Knowledge is promoted, grows, evolves and develops through disagreement, challenge and critique. It is just those unresolved differences which makes knowledge possible. Remove them, and you remove the possibility for knowledge. Try to remove them from Freebase, or to severely restrict them, and Freebase will fail.

It is not needed, so why have such a requirement?

Semantic Nodix: Freebase


  1. Robin -- Unfortunately, I think the post on my blog was a little ambiguous.

    Definitive for Freebase means "definitive entities". In other words, there shouldn't be two George W. Bush topics, but the properties (the assertions, facts and otherwise attached to George W. Bush) are infinitely extensible.

    In other words, if we disagree, we need to be sure first that we're disagreeing on the same topic.

    One goal of Freebase is to define some of the typical properties a community would expect (date of birth, political party, etc.), but let the community come up with other properties that express what they want.

    It is then up to the application to filter which of these many facets to show.

  2. "No two topics should have the same meaning"

    I don't think this assertion necessarily precludes diversity of opinion.
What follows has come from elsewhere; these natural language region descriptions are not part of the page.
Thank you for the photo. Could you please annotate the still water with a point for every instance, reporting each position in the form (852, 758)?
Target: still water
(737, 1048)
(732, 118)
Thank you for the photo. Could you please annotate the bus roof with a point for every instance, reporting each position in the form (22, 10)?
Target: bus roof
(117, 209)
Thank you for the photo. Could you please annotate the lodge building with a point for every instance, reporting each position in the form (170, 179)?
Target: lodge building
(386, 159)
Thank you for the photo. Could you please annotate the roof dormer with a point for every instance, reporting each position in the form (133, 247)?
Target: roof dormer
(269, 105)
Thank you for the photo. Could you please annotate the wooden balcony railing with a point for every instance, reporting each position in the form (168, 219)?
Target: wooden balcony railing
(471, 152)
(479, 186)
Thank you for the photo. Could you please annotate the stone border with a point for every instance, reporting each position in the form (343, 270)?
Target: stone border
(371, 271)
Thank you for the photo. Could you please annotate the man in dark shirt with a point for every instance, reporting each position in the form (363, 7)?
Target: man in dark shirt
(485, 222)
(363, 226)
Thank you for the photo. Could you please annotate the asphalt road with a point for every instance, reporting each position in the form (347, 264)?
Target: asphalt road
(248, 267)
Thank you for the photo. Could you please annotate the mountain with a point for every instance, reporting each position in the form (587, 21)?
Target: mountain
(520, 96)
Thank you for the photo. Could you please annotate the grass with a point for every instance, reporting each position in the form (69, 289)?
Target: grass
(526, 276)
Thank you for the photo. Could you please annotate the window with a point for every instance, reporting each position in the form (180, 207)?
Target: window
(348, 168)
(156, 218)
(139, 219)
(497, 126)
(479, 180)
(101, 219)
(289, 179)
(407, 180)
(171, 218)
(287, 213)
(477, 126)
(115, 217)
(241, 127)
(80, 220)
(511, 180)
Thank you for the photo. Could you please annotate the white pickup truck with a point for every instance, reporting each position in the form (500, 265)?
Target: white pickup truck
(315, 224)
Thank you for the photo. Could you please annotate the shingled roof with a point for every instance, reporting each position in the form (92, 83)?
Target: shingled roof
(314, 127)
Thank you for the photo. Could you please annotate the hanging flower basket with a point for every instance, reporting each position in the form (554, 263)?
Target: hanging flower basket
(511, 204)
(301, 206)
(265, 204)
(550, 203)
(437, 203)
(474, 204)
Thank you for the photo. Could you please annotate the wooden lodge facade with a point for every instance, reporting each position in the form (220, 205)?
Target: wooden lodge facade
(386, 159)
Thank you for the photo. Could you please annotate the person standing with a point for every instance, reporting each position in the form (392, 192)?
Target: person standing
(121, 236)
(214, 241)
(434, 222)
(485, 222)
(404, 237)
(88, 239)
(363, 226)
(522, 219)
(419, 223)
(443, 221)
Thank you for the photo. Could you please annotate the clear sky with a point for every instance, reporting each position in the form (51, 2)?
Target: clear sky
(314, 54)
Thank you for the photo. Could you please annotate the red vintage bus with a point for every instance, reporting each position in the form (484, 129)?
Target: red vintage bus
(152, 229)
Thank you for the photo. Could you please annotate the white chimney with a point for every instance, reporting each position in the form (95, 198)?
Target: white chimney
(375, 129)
For example, the topic "Evolution" could be typed/tagged "Scientific Theory" and "Scientific Hoax" at the same time. Depending which perspective I subscribe to, I could ask for the relevant structured data.
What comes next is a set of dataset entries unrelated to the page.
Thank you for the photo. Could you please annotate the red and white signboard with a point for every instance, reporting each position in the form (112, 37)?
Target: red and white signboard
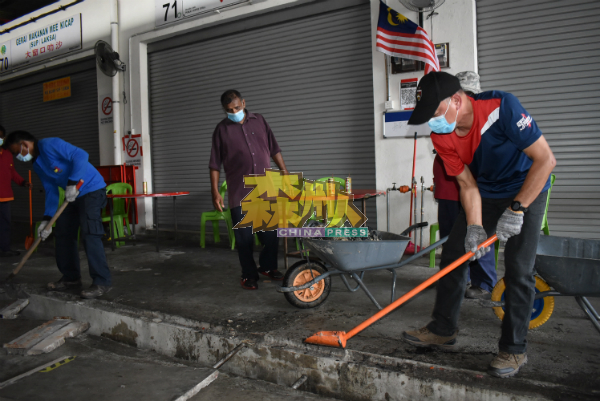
(106, 110)
(132, 146)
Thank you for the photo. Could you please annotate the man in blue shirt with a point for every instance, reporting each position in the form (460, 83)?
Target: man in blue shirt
(60, 164)
(502, 163)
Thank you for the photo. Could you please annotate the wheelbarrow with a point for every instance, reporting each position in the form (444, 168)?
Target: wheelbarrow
(307, 283)
(565, 267)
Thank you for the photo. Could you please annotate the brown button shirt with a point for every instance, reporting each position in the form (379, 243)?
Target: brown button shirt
(243, 149)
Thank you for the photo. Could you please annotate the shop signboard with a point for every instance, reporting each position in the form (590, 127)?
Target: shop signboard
(5, 57)
(45, 42)
(167, 11)
(57, 89)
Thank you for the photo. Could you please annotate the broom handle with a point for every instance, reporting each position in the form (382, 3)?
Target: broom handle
(39, 239)
(417, 289)
(30, 208)
(412, 186)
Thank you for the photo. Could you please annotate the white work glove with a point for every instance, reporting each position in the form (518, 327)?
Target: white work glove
(475, 236)
(509, 224)
(44, 233)
(71, 193)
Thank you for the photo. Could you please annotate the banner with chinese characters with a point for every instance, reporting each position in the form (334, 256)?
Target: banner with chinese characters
(280, 200)
(47, 41)
(57, 89)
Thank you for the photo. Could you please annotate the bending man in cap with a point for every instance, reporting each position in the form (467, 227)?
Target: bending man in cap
(493, 138)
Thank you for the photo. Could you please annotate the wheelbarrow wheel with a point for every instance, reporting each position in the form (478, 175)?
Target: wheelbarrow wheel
(542, 308)
(301, 273)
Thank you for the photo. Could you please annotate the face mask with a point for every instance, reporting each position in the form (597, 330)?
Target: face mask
(440, 125)
(25, 158)
(236, 117)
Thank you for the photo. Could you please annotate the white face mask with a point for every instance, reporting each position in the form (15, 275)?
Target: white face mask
(25, 158)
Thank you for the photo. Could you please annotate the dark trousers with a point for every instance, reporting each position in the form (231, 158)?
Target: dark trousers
(519, 258)
(4, 226)
(482, 272)
(244, 240)
(84, 213)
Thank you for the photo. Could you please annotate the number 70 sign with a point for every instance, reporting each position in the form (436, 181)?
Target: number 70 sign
(167, 11)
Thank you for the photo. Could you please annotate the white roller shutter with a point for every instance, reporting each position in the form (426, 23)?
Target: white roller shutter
(74, 119)
(547, 54)
(310, 77)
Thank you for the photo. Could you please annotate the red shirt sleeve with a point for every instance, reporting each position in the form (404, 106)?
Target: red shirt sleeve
(15, 176)
(445, 148)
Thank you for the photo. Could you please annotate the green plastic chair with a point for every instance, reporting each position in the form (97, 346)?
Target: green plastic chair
(120, 210)
(215, 216)
(61, 199)
(340, 181)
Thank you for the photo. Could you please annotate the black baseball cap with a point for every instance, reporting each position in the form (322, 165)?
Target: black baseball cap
(432, 89)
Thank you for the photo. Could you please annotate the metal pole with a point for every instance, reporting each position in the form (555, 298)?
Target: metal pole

    The power is that I can ask for "Evolution" by a unique id and not get, for example, the musical group "Evolution."

    All that said, I agree with your point, generally, I think the contention will be around the relationships between "things", not necessarily the "things" themselves. Those relationships make up the bulk of what is asserted to be "true" about a thing. I don't think this is impossible to get around, though. The more expansive in outlook freebase is, the better it will be.
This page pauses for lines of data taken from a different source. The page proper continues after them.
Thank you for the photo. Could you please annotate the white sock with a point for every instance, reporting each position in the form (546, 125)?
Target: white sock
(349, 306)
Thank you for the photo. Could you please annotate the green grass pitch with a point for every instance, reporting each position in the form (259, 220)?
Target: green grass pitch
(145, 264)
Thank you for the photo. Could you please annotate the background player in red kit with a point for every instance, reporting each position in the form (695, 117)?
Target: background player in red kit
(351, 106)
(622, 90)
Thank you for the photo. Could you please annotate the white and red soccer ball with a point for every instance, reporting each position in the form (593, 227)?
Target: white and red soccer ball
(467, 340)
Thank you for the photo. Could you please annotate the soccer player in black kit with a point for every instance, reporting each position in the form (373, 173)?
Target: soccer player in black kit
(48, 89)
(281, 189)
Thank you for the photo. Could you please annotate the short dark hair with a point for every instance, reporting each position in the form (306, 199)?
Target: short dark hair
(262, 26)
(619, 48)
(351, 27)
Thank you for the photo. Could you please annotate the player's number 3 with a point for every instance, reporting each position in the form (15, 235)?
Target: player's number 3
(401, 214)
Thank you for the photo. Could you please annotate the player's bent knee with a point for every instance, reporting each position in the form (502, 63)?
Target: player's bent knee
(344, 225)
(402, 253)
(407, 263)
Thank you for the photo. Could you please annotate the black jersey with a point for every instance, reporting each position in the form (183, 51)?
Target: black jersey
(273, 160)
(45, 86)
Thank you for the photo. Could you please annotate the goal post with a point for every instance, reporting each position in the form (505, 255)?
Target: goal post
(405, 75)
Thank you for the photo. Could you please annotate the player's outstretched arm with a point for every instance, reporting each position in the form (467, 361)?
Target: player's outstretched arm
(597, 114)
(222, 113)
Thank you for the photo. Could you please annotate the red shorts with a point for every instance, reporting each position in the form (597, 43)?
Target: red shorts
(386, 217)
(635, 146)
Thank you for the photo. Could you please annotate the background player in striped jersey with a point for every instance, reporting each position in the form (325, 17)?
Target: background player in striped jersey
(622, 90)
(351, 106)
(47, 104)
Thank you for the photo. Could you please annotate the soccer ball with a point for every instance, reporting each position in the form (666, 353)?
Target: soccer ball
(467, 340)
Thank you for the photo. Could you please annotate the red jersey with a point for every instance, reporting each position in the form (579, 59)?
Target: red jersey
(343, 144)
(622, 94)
  3. Many thanks for your reply Robert, and point taken. I realise that it is the properties that are extensible, and agree that this is the real power of Freebase. Also, I would like to reiterate that I am very excited about Freebase generally, so you are discussing with a fan.
    Your second point, about properties, that Freebase defines a set of expected properties needs some discussion though. I agree that you should define some expected properties, but different communities 'expect' different properties as basic. Here I think there is an unrealised, or perhaps not, power to Freebase as different communities may define different domains with different 'expected' base properties. This would vastly extend Freebase's power to work for any number of knowledge communities. For me, this is a really exciting potential.
    Back to my original point, though, I can see why you have decided to keep topics singular. I imagine that you do not want, for very good reasons, to get the kind of proliferation of topics that you get on most 'Web 2.0' information sites. However, my point was that there is a big difference between a good reason to choose to make topics singular, and to assert, which you may not be doing, that topics -- nouns -- are singluar. I would still argue that you are still faced with the problem that these representations of entities are still just representations and that this will cause you problems. I do not think that this is fatal to Freebase, far from it, but it will need to be recognised at some point. You may want to look at my comments on the Domains and Topics discussion on Freebase (Domain suggestion: History) where this problem is beginning to surface.